La comprovisation comme fil conducteur
Comme son nom l’indique, la comprovisation se situe à la confluence de la composition et de l’improvisation, deux notions qui peuvent sembler antagonistes et s’avèrent pourtant complémentaires. Cette dimension se trouve au cœur de l’ensemble des pratiques de l’Onceim.
Clément Canonne, chercheur au CNRS et à l’Ircam, a mené un travail de recherche sur la comprovisation en s’appuyant sur le travail singulier mené par l’Onceim et l’outil développé par ses musiciens au fil des séances de travail collectives. Cette étude atteste d’ailleurs la spécificité de l’orchestre à cet égard et amène l’Onceim à renouveler les collaborations avec des sociologues, chercheurs…
La création collective comme fondement
Depuis sa création, l’Onceim mène un travail approfondi autour de la musique improvisée contemporaine ou EAI (ElectroAcoustic Improvisation), domaine musical très créatif et influent en particulier depuis la fin des années 1990 avec l’émergence de démarches artistiques très fortes.
À travers des séances de travail régulières et des résidences, l’orchestre se confronte à ce processus d’élaboration musicale complexe (en particulier quand il se pratique en grand nombre), et aux problématiques esthétiques qu’il soulève dans une pratique en grand ensemble. C’est un travail collectif et analytique qui cherche à trouver l’équilibre entre la richesse du savoir-faire individuel et l’objet artistique commun.
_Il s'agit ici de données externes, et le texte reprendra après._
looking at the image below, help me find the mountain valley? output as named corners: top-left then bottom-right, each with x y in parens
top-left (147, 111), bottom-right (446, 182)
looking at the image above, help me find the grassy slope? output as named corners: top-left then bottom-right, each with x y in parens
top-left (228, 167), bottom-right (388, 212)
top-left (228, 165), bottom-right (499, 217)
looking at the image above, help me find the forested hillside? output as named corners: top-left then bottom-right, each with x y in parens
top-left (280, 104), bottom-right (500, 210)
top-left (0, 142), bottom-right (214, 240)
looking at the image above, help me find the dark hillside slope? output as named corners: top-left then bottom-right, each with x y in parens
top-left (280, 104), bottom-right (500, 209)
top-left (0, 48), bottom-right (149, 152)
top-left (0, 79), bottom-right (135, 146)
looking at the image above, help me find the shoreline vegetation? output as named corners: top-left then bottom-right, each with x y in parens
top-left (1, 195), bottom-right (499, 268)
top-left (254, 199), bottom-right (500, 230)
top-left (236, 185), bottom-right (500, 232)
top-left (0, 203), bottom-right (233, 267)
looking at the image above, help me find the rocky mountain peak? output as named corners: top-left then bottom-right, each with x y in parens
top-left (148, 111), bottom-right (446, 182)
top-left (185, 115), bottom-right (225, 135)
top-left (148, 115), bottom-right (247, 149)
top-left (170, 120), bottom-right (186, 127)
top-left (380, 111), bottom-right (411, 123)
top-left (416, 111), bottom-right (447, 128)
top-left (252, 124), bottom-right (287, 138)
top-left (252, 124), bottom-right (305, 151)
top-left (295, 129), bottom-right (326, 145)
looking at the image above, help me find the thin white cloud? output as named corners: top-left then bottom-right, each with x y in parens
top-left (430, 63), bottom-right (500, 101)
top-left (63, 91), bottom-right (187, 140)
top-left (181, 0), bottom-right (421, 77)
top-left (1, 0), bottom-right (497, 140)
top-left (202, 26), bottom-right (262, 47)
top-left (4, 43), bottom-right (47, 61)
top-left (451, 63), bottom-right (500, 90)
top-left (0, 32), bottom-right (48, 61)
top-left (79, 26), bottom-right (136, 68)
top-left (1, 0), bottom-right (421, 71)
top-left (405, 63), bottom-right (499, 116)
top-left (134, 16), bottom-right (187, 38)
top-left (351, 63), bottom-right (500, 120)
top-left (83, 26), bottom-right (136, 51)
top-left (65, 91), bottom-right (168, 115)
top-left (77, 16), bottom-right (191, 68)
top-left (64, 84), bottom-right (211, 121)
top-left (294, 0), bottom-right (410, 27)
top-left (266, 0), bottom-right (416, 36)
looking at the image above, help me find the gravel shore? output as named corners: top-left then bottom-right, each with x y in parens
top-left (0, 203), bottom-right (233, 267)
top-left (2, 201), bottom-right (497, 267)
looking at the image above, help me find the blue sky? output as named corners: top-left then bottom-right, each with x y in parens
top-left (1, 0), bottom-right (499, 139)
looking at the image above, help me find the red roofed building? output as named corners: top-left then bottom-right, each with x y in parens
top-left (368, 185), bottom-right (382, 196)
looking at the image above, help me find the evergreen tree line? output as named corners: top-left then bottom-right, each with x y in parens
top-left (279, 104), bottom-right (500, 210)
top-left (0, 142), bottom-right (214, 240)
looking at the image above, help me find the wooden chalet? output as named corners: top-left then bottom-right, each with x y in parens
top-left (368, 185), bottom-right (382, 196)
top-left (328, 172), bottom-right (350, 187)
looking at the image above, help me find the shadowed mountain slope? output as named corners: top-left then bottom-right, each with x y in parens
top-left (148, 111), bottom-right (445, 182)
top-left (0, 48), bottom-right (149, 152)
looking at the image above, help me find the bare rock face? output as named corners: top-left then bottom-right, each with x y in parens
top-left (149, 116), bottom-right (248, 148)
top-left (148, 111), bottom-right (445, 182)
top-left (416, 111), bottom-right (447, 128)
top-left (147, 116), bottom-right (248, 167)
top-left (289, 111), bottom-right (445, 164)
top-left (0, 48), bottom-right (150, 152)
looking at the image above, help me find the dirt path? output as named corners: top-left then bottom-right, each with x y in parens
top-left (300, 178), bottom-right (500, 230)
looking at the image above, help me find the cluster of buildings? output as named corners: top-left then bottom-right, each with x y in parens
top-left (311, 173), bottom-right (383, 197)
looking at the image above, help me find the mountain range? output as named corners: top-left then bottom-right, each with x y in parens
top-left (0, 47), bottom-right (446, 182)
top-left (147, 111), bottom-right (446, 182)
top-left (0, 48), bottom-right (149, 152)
De nombreuses stratégies, telles que l’écoute, le développement de timbres et modes de jeux en sous-groupes, l’équilibre de plusieurs plans sonores simultanés, le déplacement individuel au sein des différentes matières collectives, ont été mises au point et explorées. L’orchestre a su développer un vrai travail d’orchestration à partir des sonorités et modes de jeux spécifiques des musiciens. Cette approche confère aujourd’hui à l’orchestre une identité et une qualité sonore et d’accompagnement tout à fait exceptionnelles.
L’orchestre-outil
De l’approfondissement de ces pratiques, les musicien·nes de l’Onceim ont développé un panel de savoir-faire riches et uniques. Plus qu’un outil, on peut même parler de boîte à outils, comme si chaque musicien·ne était un outil au service du projet porté.
Sans nécessairement savoir où l’on va, on y va, on se croise, on se superpose, on fabrique, on façonne, on écoute, on s’écoute, on produit ensemble. Il y a aussi l’idée d’une sérendipité qui pourrait survenir à tout moment, alors il s’agit de la saisir pour en extraire tout son éclat. Ces trouvailles ne font qu’enrichir la palette sonore et sensorielle de l’Onceim.
Les commandes
L’idée de commandes et collaborations est justement de confronter l’outil de l’orchestre et de ses musicien·nes virtuoses à l’extérieur, à d’autres types de personnes, à d’autres types de boussoles. Pour explorer toujours de nouvelles terres, de nouvelles matières. Les artistes avec qui l’Onceim collabore ont un univers fort et singulier, sans nécessairement avoir eu l’occasion de travailler avec un orchestre auparavant. La malléabilité de l’orchestre permet d’étendre ses collaborations au-delà de la musique : danse, arts plastiques, arts visuels, etc.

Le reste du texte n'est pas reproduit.